Por una parte, tenemos a Cádiz y Almería, que de acabar la temporada hoy mismo, serían los dos conjuntos que tendrían asegurada una plaza en primera división puesto que ocupan los puestos de ascenso directo en la tabla clasificatoria.
El proyecto del Almería es ya conocido por todos, una revolución del jeque saudí que se hizo con la mayoría accionarial de la entidad y ha hecho una grandísima inversión con tal de ver al conjunto del sudeste de España en primera división, y de momento está en el buen camino. El conjunto rojiblanco está haciendo muy bien las cosas y sigue la estela de un imperial Cádiz.

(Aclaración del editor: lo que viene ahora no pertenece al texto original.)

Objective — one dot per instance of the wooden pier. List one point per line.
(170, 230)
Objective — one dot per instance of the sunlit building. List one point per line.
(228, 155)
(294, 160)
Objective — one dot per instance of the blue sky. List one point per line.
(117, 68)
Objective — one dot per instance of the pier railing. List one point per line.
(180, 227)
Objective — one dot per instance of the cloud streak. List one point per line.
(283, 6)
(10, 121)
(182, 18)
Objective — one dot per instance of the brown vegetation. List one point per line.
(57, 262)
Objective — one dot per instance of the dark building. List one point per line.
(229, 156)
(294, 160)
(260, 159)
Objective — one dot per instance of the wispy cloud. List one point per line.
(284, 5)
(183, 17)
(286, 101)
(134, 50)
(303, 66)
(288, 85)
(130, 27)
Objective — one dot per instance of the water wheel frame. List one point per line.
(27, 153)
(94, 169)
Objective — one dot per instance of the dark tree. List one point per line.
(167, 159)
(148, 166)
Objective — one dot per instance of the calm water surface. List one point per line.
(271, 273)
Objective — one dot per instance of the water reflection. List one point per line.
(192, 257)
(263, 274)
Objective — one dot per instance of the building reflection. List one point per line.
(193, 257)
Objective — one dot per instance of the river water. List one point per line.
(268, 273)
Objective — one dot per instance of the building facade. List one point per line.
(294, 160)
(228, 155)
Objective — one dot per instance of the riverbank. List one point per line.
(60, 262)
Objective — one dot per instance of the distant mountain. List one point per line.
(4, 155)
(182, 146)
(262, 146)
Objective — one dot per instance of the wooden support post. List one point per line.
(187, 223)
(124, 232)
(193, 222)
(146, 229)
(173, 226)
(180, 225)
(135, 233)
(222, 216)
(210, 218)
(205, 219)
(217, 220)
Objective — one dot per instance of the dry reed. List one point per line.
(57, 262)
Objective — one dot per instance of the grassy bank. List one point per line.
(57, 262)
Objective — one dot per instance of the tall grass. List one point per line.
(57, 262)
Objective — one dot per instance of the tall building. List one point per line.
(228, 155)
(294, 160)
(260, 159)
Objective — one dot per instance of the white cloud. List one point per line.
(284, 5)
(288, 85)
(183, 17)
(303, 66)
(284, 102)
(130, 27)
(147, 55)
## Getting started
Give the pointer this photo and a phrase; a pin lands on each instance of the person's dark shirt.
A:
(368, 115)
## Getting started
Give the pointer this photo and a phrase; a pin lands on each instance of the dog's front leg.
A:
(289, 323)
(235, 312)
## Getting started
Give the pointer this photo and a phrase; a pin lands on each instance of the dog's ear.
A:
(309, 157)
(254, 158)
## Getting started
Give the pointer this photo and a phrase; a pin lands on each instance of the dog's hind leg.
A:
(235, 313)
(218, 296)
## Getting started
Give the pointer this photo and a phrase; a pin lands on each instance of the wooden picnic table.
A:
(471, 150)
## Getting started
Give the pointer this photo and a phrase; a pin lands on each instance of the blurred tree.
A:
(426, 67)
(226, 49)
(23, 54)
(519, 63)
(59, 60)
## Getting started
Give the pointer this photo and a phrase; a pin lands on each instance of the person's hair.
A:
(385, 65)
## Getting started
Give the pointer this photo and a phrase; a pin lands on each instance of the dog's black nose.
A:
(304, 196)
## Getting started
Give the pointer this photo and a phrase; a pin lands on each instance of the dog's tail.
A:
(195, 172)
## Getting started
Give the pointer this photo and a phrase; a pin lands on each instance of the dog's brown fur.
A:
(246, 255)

En el otro lado de la cara buena de la moneda está el equipo de la ciudad más antigua de Europa. Los del Ramón de Carranza volvieron a segunda para quedarse… temporalmente. El objetivo de la afición amarilla fue en todo momento pelear por volver a la élite del fútbol y así lo está haciendo esta temporada, tras varios años peleando por las posiciones de privilegio, parece que este año, si nada se tuerce, será uno de los equipos que consiga una plaza en primera división.
En cambio, si nos quedamos entre medias de las dos ciudades nos encontramos con un Málaga que tiene una crisis tremenda en casi todos los frentes del club. Sólo la afición se mantiene firme en un proyecto que cada vez se tambalea más. La tiranía de Al-Thani está haciendo que el conjunto boquerón esté en los puestos de descenso y que su permanencia en segunda sea más que complicada.
Veremos si los tres equipos mantienen sus dinámicas o si la temporada que viene podría convertirse en un año sin viajes al sur.